Movie Review: 'Loving'
Tell the judge—tell the judge I love my wife.
It’s not often that the climax of a movie lies in a single line of dialogue, and especially when that line comes directly before one of the most consequential Supreme Court cases in U.S. history.
But that’s part of the beauty of Loving, which tells the story of Richard and Mildred Loving, whose arrest in Virginia in 1958 for violating anti-miscegenation laws eventually led to overturning bans on interracial marriage throughout the country.

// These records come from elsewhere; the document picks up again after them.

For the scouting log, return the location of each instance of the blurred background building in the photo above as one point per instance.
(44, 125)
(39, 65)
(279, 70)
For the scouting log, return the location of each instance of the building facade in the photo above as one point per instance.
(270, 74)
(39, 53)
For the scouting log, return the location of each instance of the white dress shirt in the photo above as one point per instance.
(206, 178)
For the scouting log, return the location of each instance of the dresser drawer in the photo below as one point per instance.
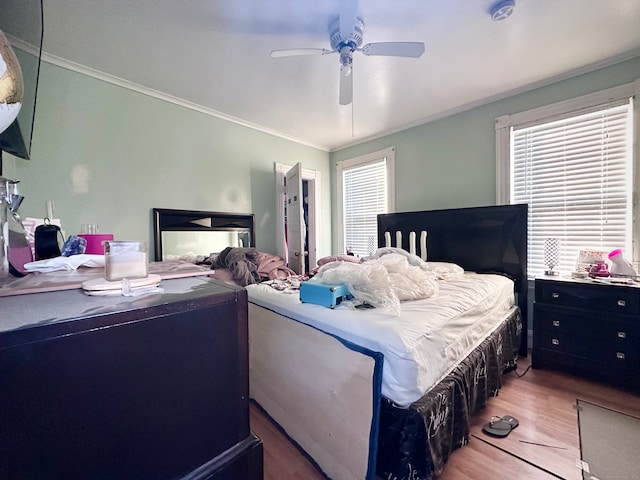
(602, 327)
(624, 355)
(589, 296)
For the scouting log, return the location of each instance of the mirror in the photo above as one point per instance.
(22, 23)
(185, 234)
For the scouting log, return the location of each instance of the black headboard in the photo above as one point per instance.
(479, 239)
(196, 222)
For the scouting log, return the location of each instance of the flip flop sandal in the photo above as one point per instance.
(500, 426)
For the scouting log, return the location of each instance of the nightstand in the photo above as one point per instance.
(588, 328)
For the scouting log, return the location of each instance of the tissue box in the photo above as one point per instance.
(322, 293)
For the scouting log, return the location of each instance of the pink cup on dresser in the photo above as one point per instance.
(94, 242)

When I say it tells their story, I mean it tells their story. Director Jeff Nichols is a master of tone, and he resists what must have been a strong impulse to make this into a grand and sweeping movie of the triumph of justice over bigotry. Instead, he roots Loving in the quiet resolve of his characters, perfectly reflecting their desire simply to live their lives in peace. It was never initially their intention to change history, and this is also what makes those words from Richard—tell the judge I love my wife—it’s what makes those words so powerful. Throughout their ordeal, Richard is far more reluctant than his wife to obtain any kind of public profile. While Mildred eventually does recognize how important some level of exposure can be for both their legal case and the larger fight against a racist law, Richard has trouble understanding at any point why he and his wife can’t just love each other. And this is both what he wants the court justices to know, and the real core of the movie, and the Lovings' case itself. What’s the problem with two people just loving each other?
Nichols has made a gentle but astonishing film, one that doesn’t give the short-term satisfaction of a blood-pumping rousing victory or speech against injustice, but instead shows us the court’s decision through the nearly wordless face of Mildred, receiving the news by telephone. Which is all that much more meaningful, because it’s true to the people involved and to their long, quiet fight that changed the country.